C'è nessuno? Questo segnale potrebbe essere captato senza troppa difficoltà da eventuali "astrofisici" alieni abitanti su sistemi planetari vicini, per esempio attorno a Proxima Centauri, la stella più vicina alla Terra, o nel sistema stellare di TRAPPIST-1, un astro a circa 40 anni luce attorno a cui orbitano 7 esopianeti, almeno 3 dei quali potenzialmente abitabili. Se poi il segnale fosse in effetti notato, lo stesso laser potrebbe servire per inviare brevi messaggi in impulsi luminosi, in una sorta di codice Morse agli infrarossi.

Volendo, si può fare... L'idea di indicare la nostra posizione a eventuali altre civiltà di cui non si conoscono esistenza e intenzioni può non essere universalmente considerata geniale, ma James Clark, ricercatore del Dipartimento di Aeronautica e Astronautica del MIT e autore dello studio, voleva solo dimostrare che, con le attuali tecnologie, non è un progetto impossibile.

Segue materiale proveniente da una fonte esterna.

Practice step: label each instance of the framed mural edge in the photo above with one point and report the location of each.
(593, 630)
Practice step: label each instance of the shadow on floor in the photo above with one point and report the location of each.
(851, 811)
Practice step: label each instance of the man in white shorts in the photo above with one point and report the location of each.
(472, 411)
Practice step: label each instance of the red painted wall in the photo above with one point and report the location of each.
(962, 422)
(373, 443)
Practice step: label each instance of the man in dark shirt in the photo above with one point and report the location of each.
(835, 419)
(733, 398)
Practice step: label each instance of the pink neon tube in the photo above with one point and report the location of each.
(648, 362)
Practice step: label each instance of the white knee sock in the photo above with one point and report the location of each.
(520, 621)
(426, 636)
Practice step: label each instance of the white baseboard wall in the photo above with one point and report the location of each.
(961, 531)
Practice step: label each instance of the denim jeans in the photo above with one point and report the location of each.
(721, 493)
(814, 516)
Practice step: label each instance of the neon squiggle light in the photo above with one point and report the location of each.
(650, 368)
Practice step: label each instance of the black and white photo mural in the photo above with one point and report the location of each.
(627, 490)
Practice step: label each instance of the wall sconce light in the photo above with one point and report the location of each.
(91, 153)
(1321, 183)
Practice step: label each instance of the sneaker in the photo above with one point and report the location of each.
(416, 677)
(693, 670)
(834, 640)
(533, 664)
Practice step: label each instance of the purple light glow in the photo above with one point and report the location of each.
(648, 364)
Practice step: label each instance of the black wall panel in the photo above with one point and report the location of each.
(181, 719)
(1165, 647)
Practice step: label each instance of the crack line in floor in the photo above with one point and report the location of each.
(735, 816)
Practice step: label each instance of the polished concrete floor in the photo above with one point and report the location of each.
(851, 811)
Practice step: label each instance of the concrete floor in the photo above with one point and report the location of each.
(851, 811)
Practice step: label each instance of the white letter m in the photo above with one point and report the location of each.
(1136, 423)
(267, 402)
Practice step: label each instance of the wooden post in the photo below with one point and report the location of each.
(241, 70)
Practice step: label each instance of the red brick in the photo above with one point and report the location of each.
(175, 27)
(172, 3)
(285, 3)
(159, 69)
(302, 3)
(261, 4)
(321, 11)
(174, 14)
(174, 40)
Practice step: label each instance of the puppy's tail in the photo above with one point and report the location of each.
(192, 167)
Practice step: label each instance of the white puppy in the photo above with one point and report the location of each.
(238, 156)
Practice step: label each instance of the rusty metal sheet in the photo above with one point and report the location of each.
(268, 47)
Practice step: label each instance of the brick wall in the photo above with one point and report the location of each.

Utilizzando un mega telescopio per focalizzare ulteriormente l'intensità del laser, si otterrebbe un segnale almeno 10 volte più intenso rispetto alla naturale variabilità del Sole nelle emissioni infrarosse. Per esempio con un laser da 2 megawatt puntato verso un telescopio da 30 metri, produrremmo un segnale facilmente distinguibile da Proxima Centauri b, un esopianeta a 4 anni luce di distanza. Con un laser da 1 megawatt e un telescopio da 45 metri, potremmo dire: "Siamo qui!" a un abitante di TRAPPIST-1. Converrebbe sistemare questo dispositivo sul lato nascosto della Luna, per evitare che un laser così potente possa recare problemi a velivoli e basi spaziali orbitanti.

C'è una tecnica migliore (che già utilizziamo). Ma se qualcuno facesse altrettanto nella nostra direzione, con gli strumenti che abbiamo, ce ne accorgeremmo? Secondo Clark basterebbe un telescopio di 1 metro per distinguere un simile segnale; il problema è che dovrebbe essere puntato nell'esatta direzione del laser inviato. Conviene quindi sviluppare tecnologie agli infrarossi sempre più potenti, non tanto per decifrare segnali laser alieni, quanto per analizzare gli involucri gassosi attorno agli esopianeti che studiamo, un metodo scientificamente più efficace per capire se lì vi siano condizioni adatte alla vita.